Design of A Spatial Data Warehouse Based On An Int
Design of A Spatial Data Warehouse Based On An Int
net/publication/228770411
Article
CITATIONS READS
0 226
1 author:
Abdulvahit Torun
Middle East Technical University
8 PUBLICATIONS 26 CITATIONS
SEE PROFILE
All content following this page was uploaded by Abdulvahit Torun on 02 April 2015.
Abdulvahit Torun
Harita Genel Komutanlığı (General Command of Mapping) (GCM),
Kartografya Dairesi, 06100 Cebeci, Ankara, Türkiye
atorun@hgk.mil.tr
1. INTRODUCTION
There are multiple, distributed, heterogeneous and autonomous information sources storing spatial
data within a single company or property of various companies. The information sources vary from
legacy systems to operational spatial databases. The need for gathering or defining associations among
those data sources motivates to integrate them as a spatial data warehouse (DW) or as a database using
integration techniques. Spatial data sets are integrated either through a part of data warehouse or
distributed/federated database (by means of wrappers and mediators).
In warehousing phase, resolving formats, data integration, data cleansing, consistency-checking tasks
are accomplished. Warehouse organization step comprises re-organizing and aggregating the data as
base tables, summary tables and metadata. Querying and visualizing a data spatial warehouse
considering spatial characteristics of data requires essential tools for analytical processes and
visualization of the information both for organizational and ad hoc users.
Materialized views pre-compute and store (materialize) aggregates from the base data. The data is
grouped using categories from the dimensions tables, which corresponds to the subjects of interest
(dimensions) of the organization. Storing all possible aggregates poses storage space problems and
increases maintenance cost, since all stored aggregates need to be refreshed as updates are being made
to the source data sources. .
In most of the DB integration cases, the tendency is management of legacy systems and re-use of data
in recent years. The DBs, which are distributed geographically, in different models, in different
environment and with different semantics are needed to be integrated to use the available data. This
problem is called as ‘DB integration’. DBMSs and applications are designed considering incorporate
data and process sharing to ease autonomy. Main efforts are spend in three directions; ‘schema
integration’, ‘federated DB’ and ‘multi-database language’ [Elmagarmid et.al., 1999] [Bobak, 1996].
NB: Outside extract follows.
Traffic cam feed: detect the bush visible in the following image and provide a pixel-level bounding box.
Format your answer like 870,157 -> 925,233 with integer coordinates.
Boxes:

For integrating different data sets describing the same phenomena, firstly a correct understanding of
the semantics of the existing data should be developed. Schemas are transformed into a common data
model. For instance SSI DB schema into SQL and DB instance into dbf are converted. Then, an
accurate correlation among structures (schemas) is established to avoid comparing different type of
objects within the same category. The inter-schema correspondence at metalevel and inter-DB
correspondence at data level are identified and described. Finally, integration is described precisely to
prevent merging irrelevant data together. The conflicts are solved semi-automatically. Integrated
schema is generated on top of contributing data sources. Schema integration is done by using modified
5 level integration architecture for the purpose of single DB generation (Figure 1.a) [Ozsu, et.al.,
1999].
1. Local Schema: Local schema of plain table, SSI DB and DCT are made available by the
Component DBs.
2. Component Schema: Representation of Local schema in canonical (standard) data Model is
defined by using SQL. Canonical data Model is employed for unifying divergent local
schemas in a single schema.
3. Export Schema: Export Schemas are defined from component schemas based on integrated
global schema of PPDB_T.
4. Schema Integration: Export Schemas are integrated to form a single schema. Since the desired
final DB is not a federated one, the integrated schema is not a Federated Schema, either.
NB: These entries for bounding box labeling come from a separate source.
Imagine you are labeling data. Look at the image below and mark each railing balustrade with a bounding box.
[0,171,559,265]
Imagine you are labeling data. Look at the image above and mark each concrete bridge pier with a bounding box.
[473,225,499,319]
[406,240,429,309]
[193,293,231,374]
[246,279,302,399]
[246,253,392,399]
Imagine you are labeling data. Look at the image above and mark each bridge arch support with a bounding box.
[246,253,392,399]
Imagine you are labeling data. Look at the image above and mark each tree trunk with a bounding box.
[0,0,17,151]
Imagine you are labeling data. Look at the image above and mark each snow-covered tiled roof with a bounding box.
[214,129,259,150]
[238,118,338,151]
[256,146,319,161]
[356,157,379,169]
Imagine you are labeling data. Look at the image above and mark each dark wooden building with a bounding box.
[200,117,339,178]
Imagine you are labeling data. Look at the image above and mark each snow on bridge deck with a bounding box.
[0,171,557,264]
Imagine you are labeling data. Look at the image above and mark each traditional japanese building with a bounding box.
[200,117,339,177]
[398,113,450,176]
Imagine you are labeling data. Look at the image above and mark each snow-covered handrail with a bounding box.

Firstly, two component schemas are integrated. Then, the third one is added to the integrated
schema. This method is called as ladder technique. Data integration follows schema
integration.
5. External Schema: Upon the integrated schema different conceptual/external schemas are
defined for different purposes and usage [Torun, 2002_2].
2.3 Developing Populated Places Database of Turkey as a base for Spatial Data warehouse
Data warehousing phase is implemented as follows. Population information and information about
administrative hierarchy are extracted from State Statistics Institute (SSI) DB and from Ministry of
Interior ‘Populated Places Book’ respectively. Location information and administrative boundaries are
imported from topo-maps at scale 1:25000 and Digital Chart of Turkey (DCT) at scale 1:1000000 of
General Command of Mapping respectively. Integration of those four data sources is accomplished by
using ladder technique to construct Populated Places DB of Turkey (PPDB_T) as a central DB at
Cartography Department of GCM.
I_SDB
Schema 1 Schema 2 Schema 3
PPDB_T
Declaration of Correspondence
(a) (b)
Population information and relevant statistics are collected and stored by SSI. In order to maintain
population information up-to-date for map production and for monitoring the changes of populated
places, DB integration is necessary to share the legacy data by SSI instead of re-constructing the same
content.
Defining Associations
Turkey has a hierarchical administrative system, which looks like a balanced tree structure. The
sequence of residential entities (populated places) from top to bottom is province, district, sub-district,
village and suburb respectively.
Schema Integration
Source DBs can be integrated by means of schema integration or using standardized data or schema
models. Schema integration is a practical method such that the data is integrated as a logical DB with a
global schema. With a given a set of local DB schemas belonging to an individual DBMS, an
integrated schema which subsumes those local schemas is created by synthesizing the schemas.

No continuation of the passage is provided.